Lush, green vistas abound in Mayfield Garden, formerly the site of a sheep farm.

During a trip to Australia in October and November, I visited about 20 gardens, public and private.  In my November post, I described three of them.  Here are four more:  Mayfield Garden, Hunter Valley Gardens, Burrendong Botanic Garden & Arboretum, and the Western Australian Botanic Garden.

Mayfield in Oberon, NSW.  Mayfield was established as a sheep farm in 1984.  The Hawkins family later dedicated 36 acres in the heart of the property to a European-inspired public garden.  Among the garden’s notable features are a grotto with a cascading waterfall that you can walk behind; a water garden; an obelisk in a reflecting pond; dry-stacked stone walls and borders; and magnificent combinations of trees with varied foliage colors.  The family also owns a larger, private garden on the property.  That garden is open to visitors for a limited number of days in spring and autumn.

At Hunter Valley Garden, playful topiary and other compositions reflect a child-like wonder that makes this place special.  A purple jacaranda tree blooms in the background.

Hunter Valley Gardens in Pokolbin, NSW.  Hunter Valley, another family-owned public garden, is the most whimsical site that I visited.  Ten internationally themed gardens comprise this cheerful venue.  The storybook garden, with the mad hatter’s tea party and other nursery rhyme displays, is one of my favorites.  The Oriental garden, formal garden, Chinese garden and Italian grotto are impressive, as well.  It’s a child-oriented garden, but there’s plenty for adults to enjoy, as well.  In early November, the gardens were decorated for Christmas.  Because Australians don’t celebrate Halloween or Thanksgiving, retailers and service providers begin obsessing over Christmas even earlier than we do in the States.

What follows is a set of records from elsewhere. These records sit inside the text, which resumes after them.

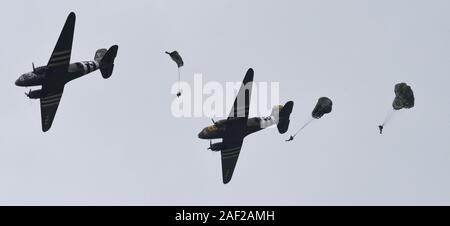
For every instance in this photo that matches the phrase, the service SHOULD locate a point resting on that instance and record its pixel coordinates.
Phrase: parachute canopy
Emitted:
(404, 97)
(323, 106)
(177, 58)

Overhead shade covers protect plants from harsh sun in the fern gully at the Burrendong Botanic Garden & Arboretum.

Burrendong Botanic Garden & Arboretum in Mumbil, NSW.  Unlike other gardens I visited, Burrendong is not only a display garden; it’s also a research and conservation facility, dedicated to preserving rare native plants.  The garden’s small, but enthusiastic cadre of volunteers served our tour group a refreshing lunch at picnic tables beneath native trees.  Our hosts had placed a large sprig of eucalyptus or hakea, complete with blossoms or seed pods, on each table so we could examine it during our meal.  Then the volunteer guides led us through the fern gully, mallees and other areas of the garden.  The warm welcome, combined with the fascinating plants, made this visit unforgettable.

Estimated at 750 years old, this giant boab tree stands about 45 feet tall in the Western Australian Botanic Garden. This 36-ton tree earned worldwide attention when it journeyed approximately 2,000 miles from Warmun in Western Australia to Perth in 2008.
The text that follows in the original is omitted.